Xavier's jaw shifted slightly. Just enough to register irritation. "Control."

"There it is," she said, voice like smoke. "The only thing men like you ever want."

He stepped closer.

"Men like me," he repeated, tone dropping. "You don't know a damn thing about me."

"I know enough."

His eyes locked on hers. "Then you should know I don't lose. Ever."

Juliet didn't flinch. "Neither do I."

A pause thickened between them. Not silence, it was worse than silence. It was the sound of two storms circling, waiting to collide.

"You'll move in next week," he said, breaking it first. "The press will be briefed. You'll wear the ring. I'll send a schedule of events."

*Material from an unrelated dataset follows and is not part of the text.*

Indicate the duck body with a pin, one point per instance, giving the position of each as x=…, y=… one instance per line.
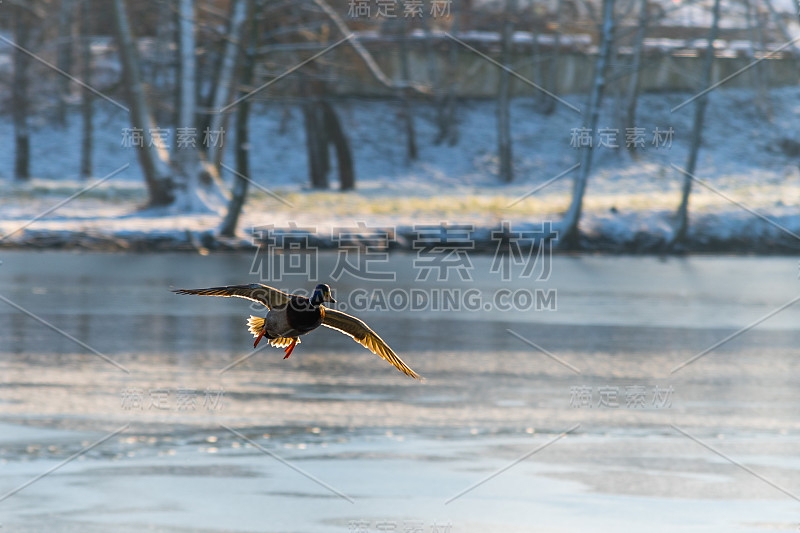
x=291, y=316
x=297, y=317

She laughed,sharp and surprised. "You really think you can run my life like a boardroom?"

"You're not a project," he said, voice low. "You're a risk I'm managing."

Juliet stepped in, invading his space so deliberately it made his shoulders rise half an inch.

"I don't play submissive," she whispered.

"Good," Xavier replied. "I'd get bored."

His tone wasn't flirtatious. It was honest. Dangerous and something in her body betrayed her,heat coiling low, like attraction wrapped in wire.

He noticed. Of course he did.

"Careful, Locke," she said softly. "You don't want me in your bed. I bite."

"I don't want you at all," he said. "But I'll make it work."

Juliet moved first,turning sharply, gathering the folder, her purse, her shattered expectations. She reached the elevator and pressed the call button without looking back.

"I'll move in," she said. "I'll play the part but don't ever mistake cooperation for compliance."

Behind her, Xavier's voice was unreadable.

"I already know what it looks like when a Ashcroft cooperates."

She didn't ask what he meant because she was afraid he might be talking about her mother.

The elevator opened. Juliet stepped inside.

The doors closed between them without a goodbye.